For Remnant as it currently stands the only options are:
1. Have your last little hold out of humanity collapse into the Ruin
2. Escape from whatever causes the Ruin (leave this plane of existence, get beyond the edge of the Ruin, however you like).
3. Forge something that will endure the Ruin’s fire and rot while you yourself die off.
The problem I have with this is that the setting is so unrelentingly survival oriented that there is no breathing room for a player to forge art for art’s sake, and that’s a big element of Remnant’s identity. So I’m dialing back the clock a bit. The Authority is still nominally in charge, the city is still populated with refugees, and there is still a culture intact. Rail gangs still scream around the freeways, bars are still filled with aggressive glitch-rock bands, menders still try and revitalize ash into living matter, and block bosses still nominally policeoversee local criminal enterprise. The color everyone needs to live still gets rationed out, but it’s never enough for everyone, and people end up drinking salve more often than pure.
It’s a setting that has time to breath while still having the pressure of scarcity alive and insistent.
A good question, and the answer might be ‘NO!’
I’m still in the process of figuring out what this hack’s setting is about. It has a lot of themes and focuses, and not all of them are in line with one another. Figuring out what the rough arc of play looks like, including how a campaign would come to a close is what I’m after.
Ending my games always has more to do with the fiction than the mechanics.
And that’s cool too. Nothing in AW insists that when you +12 all the current fronts that the game has to end there. It just creates a natural divot that the narrative can come to a rest in should the group choose to.
That’s a subtle and attractive thing to me. It says things about the intent of the game that it has that potential ebb built in.
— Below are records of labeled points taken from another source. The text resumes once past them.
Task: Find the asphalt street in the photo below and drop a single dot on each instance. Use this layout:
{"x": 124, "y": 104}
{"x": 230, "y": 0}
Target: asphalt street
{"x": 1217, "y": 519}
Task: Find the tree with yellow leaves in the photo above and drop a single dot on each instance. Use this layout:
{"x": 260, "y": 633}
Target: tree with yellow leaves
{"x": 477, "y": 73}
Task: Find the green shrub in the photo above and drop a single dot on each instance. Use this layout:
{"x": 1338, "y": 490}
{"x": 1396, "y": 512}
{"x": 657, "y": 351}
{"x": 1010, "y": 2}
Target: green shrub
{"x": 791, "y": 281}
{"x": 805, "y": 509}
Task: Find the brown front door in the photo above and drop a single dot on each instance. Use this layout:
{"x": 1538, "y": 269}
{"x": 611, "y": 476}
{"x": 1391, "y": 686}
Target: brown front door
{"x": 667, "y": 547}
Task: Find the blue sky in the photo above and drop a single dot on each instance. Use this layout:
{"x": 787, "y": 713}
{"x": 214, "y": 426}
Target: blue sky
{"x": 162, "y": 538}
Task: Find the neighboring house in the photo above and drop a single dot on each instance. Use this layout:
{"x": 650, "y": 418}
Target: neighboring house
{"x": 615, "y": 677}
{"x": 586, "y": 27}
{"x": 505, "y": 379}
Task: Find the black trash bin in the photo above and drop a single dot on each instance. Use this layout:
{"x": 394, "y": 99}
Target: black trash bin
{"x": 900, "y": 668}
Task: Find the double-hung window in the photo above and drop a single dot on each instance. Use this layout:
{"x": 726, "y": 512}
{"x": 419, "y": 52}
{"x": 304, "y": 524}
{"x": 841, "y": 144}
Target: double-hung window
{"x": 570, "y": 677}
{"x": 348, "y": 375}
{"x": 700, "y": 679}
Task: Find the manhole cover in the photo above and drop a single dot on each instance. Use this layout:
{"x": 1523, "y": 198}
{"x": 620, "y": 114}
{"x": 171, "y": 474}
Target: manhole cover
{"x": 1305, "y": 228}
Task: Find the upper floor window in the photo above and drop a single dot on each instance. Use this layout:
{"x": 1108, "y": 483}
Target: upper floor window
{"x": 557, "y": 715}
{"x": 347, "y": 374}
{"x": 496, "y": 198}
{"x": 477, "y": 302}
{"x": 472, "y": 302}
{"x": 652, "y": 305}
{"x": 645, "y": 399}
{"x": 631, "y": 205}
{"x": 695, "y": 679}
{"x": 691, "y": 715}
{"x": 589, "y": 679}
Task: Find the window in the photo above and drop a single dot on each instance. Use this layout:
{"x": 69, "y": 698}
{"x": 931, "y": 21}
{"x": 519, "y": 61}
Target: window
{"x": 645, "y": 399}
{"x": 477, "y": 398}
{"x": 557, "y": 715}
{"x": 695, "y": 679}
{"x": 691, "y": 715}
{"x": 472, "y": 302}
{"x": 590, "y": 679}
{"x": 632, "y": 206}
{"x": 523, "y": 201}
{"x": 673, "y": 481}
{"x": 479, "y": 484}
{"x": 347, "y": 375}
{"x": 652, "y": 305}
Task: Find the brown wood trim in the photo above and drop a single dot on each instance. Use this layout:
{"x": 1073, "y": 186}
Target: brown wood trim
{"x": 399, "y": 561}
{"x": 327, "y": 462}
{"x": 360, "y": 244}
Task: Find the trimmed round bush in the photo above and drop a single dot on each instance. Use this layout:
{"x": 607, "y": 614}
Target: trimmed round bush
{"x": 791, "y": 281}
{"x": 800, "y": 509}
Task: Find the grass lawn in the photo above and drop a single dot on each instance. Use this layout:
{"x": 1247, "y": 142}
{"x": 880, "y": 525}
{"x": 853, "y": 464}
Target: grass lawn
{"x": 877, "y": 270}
I don’t know what those things being said are, but I’m interested in considering what they might be as a way to help me push my own hack forward.
I don’t understand what it means to “+12 a front”
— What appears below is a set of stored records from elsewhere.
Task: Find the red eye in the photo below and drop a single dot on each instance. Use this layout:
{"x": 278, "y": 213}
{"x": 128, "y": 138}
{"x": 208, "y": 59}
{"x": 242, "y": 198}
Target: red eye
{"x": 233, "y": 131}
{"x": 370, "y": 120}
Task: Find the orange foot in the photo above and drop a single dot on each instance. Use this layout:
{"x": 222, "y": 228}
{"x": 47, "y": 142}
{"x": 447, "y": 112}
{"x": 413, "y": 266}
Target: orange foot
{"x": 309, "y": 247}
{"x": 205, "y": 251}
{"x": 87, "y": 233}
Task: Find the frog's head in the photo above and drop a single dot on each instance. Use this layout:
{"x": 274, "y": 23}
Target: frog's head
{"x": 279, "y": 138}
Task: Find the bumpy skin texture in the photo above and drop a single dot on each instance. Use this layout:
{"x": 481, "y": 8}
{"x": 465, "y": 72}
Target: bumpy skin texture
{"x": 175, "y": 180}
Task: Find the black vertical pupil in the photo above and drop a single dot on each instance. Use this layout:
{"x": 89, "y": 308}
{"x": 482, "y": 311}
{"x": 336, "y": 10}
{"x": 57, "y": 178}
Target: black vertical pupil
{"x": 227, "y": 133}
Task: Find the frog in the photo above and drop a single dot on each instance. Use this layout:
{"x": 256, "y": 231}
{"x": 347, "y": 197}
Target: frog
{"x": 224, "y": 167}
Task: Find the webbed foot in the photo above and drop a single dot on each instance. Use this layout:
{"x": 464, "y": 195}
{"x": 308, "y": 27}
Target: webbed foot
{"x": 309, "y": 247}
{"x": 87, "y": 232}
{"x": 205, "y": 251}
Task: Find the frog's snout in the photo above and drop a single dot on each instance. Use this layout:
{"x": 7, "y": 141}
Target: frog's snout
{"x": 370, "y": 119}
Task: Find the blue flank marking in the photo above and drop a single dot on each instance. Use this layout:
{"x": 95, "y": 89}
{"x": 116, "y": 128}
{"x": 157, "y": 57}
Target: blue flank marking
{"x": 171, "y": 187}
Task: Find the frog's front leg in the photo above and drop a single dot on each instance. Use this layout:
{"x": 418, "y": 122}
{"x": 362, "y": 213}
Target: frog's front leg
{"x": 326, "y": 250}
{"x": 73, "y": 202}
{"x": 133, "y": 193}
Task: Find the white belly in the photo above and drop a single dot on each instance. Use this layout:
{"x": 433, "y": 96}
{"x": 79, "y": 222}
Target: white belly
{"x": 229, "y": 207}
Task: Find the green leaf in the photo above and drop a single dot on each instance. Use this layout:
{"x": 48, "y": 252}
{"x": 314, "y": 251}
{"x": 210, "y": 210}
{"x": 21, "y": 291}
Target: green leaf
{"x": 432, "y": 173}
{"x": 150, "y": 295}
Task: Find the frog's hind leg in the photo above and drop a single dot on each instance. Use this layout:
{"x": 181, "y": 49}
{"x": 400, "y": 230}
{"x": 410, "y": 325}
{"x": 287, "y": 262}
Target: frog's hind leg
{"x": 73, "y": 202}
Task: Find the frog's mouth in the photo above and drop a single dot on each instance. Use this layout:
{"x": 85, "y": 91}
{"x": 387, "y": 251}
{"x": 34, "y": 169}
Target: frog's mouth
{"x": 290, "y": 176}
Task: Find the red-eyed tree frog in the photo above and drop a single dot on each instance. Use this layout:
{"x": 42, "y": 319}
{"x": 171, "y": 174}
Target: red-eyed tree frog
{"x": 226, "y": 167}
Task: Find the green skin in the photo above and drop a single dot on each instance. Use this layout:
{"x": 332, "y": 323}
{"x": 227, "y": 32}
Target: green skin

Ah, when players unlock the advanced moves in Apocalypse World they gain a new level of success if they roll 12 or higher. The outcome goes from merely successful to definitive. For example a successful Seduce or Manipulate on a 12 or higher can make an NPC look out for your best interests permanently. Convince that gang of raiding bikers that your interest is the town they keep tipping over each week and they’ll back off. It’s a way of permanently solving ongoing problems in a game that is otherwise simply about preventing the worst outcomes of those problems.
The odd thing about the concept of +12-ing problems is it assumes there aren’t more threats out there besides the ones who have already been introduced. I mean, all you’re really doing when you de-fang threats is setting yourself up as the new local Warlord.